Revisiting Fitzgerald led me to Hemmingway’s “A Farewell to Arms,” a book I was supposed to read in high school but didn’t. Then I dusted off “For Whom the Bell Tolls,” a newcomer from 1940. Now I’m half-way through Edna Ferber’s “Show Boat” which turns 100 next year. Edna Ferber was once a household name, her books selling in the millions, spawning Broadway plays and hit movies. In 1924, she earned a Pulitzer Prize. In 2025, she is barely remembered. Still, Ferber won me over with a single sentence in “Show Boat.” Describing a henpecked husband liberated by the passing of his shrewish wife, she wrote: “He lived one free, blissful year and died of his own cooking.”
Fame has an expiration date. Things change. Technology moves on. The culture follows.
For 500-years, from “Don Quixote” until the internet, novelists dominated as mass-entertainment and occasionally important social critics. Upon meeting Harriet Beacher Stowe, author of “Uncle Tom’s Cabin,” Abraham Lincoln said, “So you are the little woman who wrote the book that started this great war.” From beach books to profundity, long-form fiction opened minds and shrank the world. But in the digital age it’s the novel itself that’s shrinking, shedding audience to streaming services, social media, on-line gaming, podcasts, porn, and video games. This is especially true of male readers.
Once the target audience for novelists, boys and young men are much more likely to spend time gaming than plowing through 400 pages of anything. We pay a price for this. The eye is a muscle. If it’s not exercised, left to right, top to bottom, atrophy sets in. Long-form reading then becomes as hard as pushups for a couch potato. The publishing industry understands this.
The book industry today (with notable exceptions like James Patterson and Stephen King) is dominated by female authors, agents, and editors. Influencers like Oprah, Reese Witherspoon and BookTok have smashed the glass ceiling for female writers. This represents a big change from the mid-20th century manosphere of Mickey Spillane, Philip Roth, John Updike and Saul Bellow, when the literary universe was dominated by male writers, publishers, editors and especially readers.
Men still read, of course. Last year over 700 million books were purchased in the United States including nearly a dozen copies of my novel! But what men read has changed dramatically.
Graphic novels are in. The classics are out. Barnes & Noble now devotes an entire section to manga books, serialized Japanese comics, many with no words at all. Does that count as “reading?” Fantasy and sci-fi are huge with the post-Harry Potter generation. (And thank you J.K. Rowling for introducing the joy of reading to millions of young people.) If a book has swords and dragons on the cover, chances are boys will be interested. Jane Austin? Not so much. In the first six months of this year, almost 350 million books have been purchased, not all of them about Donald Trump, although that number does include 200,000 adult coloring books.

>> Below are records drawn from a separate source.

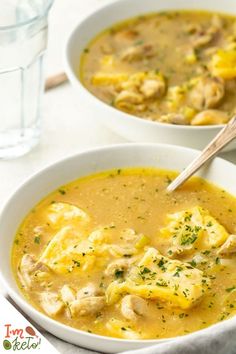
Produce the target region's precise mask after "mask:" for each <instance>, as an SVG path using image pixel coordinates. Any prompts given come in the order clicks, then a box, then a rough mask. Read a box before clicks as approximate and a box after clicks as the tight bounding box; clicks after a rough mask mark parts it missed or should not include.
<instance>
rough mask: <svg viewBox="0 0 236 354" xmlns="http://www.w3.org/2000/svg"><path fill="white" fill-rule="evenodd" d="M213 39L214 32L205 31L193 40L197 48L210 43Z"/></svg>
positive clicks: (194, 47)
mask: <svg viewBox="0 0 236 354" xmlns="http://www.w3.org/2000/svg"><path fill="white" fill-rule="evenodd" d="M212 39H213V37H212V34H209V33H204V32H203V33H201V34H197V35H196V37H195V38H194V40H193V47H194V48H196V49H197V48H200V47H204V46H205V45H207V44H209V43H210V42H211V41H212Z"/></svg>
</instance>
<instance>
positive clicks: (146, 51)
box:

The one-on-one conversation between author and reader transcends borders and time. Novels are a sanctuary for those seeking refuge from the relentless immediacy of modern life. But it’s getting harder every day. On September 1st, the Associated Press will cease publishing book reviews. They claim this is due to “declining reader interest.” Readers not interested in writers? That’s like being a football fan but having no interest in quarterbacks. A.I. can replace Cliff Notes, but not Fitzgerald and Ferber.
Only the collapse of the grid will bring back the glory days of the printed page and I like air conditioning too much to wish that would happen. But if books are to survive, we have to make time to read them. It’s not hard. Scroll one hour less a week. Skip season 8 of that BritBox mystery you fall asleep watching. And it’s the patriotic thing to do. Our shrinking attention span has left us vulnerable to demagogues and misinformation from every direction. Real knowledge requires more than 280 characters.